For this particular customer scenario, we're needlessly complicating things because the original filename was valid all along in the following places:
1) on the remote system
2) in the RemoteSystemTempFiles cache
3) in the Navigator or Project Explorer view

If the customer had used a filename that actually needed to be escaped, then the file in the Navigator would have had to be escaped as well.
Comment 12 David McKnight CLA 2011-01-04 10:07:13 EST
Martin, did you get a chance to look at my last comment?
Comment 13 Martin Oberhuber CLA 2011-01-04 10:37:29 EST
(In reply to comment #11)
The explanation makes sense, and I see now how your proposed change is not evil, so I think I can live with your proposed change. I'm still confused about this statement:

> 'upload', do you mean the 'cross-system copy'?  By that, I mean the case where
> we download a remote file to the temp files cache and, from there, we copy to
> either another project or another remote file system.  If that's what you mean
> by upload, then indeed, the file name is not being unescaped and we're not
> using the metadata there - in the case of a copy to a project the remote file
> name wouldn't work anyway if those characters are invalid.
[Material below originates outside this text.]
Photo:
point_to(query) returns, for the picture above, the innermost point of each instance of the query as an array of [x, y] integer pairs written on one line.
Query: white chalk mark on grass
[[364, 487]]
I think that in this case, the original filename from metadata should be used for forming a candidate target filename, and the test what characters are invalid should be done against the target system (and not the current host system). But that's a proposed improvement beyond what we have today so this could be tracked with a separate bug.

> Unfortunately, if we're copying from the temp files to a generic Eclipse
> project, we lose the metadata that would store the original remote filename
> since such projects are outside of the scope of RSE's file handling.

I don't understand this. Any copy operation A -> B should support using a different name in B ?
Comment 14 David McKnight CLA 2011-01-04 10:53:30 EST
(In reply to comment #13)

> I think that in this case, the original filename from metadata should be used
> for forming a candidate target filename, and the test what characters are
> invalid should be done against the target system (and not the current host
> system). But that's a proposed improvement beyond what we have today so this
> could be tracked with a separate bug.

I agree and it makes sense to open a separate bug for this.  
> 
> > Unfortunately, if we're copying from the temp files to a generic Eclipse
> > project, we lose the metadata that would store the original remote filename
> > since such projects are outside of the scope of RSE's file handling.
> 
> I don't understand this. Any copy operation A -> B should support using a
> different name in B ?

All I mean is that if a user copies a remote file with the name "abc>def.txt" via RSE to an arbitrary local project (on a Windows client), the file in the local project cannot be called "abc>def.txt" since those characters are invalid on local.  So either an escaping should be performed or the operation should be disabled.  In the former case, once the escaped file is copied to the local project, RSE is not managing the metadata to keep track of the original filename.
Comment 15 David McKnight CLA 2011-01-04 11:05:20 EST
I've committed the change to cvs.

Kenya, do you require a backport of this?
Comment 16 Kenya Ishimoto CLA 2011-01-12 02:51:47 EST
(In reply to comment #15)
> I've committed the change to cvs.
> 
> Kenya, do you require a backport of this?

(In reply to comment #15)
> I've committed the change to cvs.
> 
> Kenya, do you require a backport of this?

David, yes, we need backport for both 3.2.X and 3.0.X maintenance stream. 3.2.X for our latest product release. 3.0.X for maintenance release for the customer originally reported the problem.
Comment 17 David McKnight CLA 2011-01-12 11:18:48 EST
I've opened bug 334128 for the 3.2.x backport and bug 334129 for the 3.0.x backport.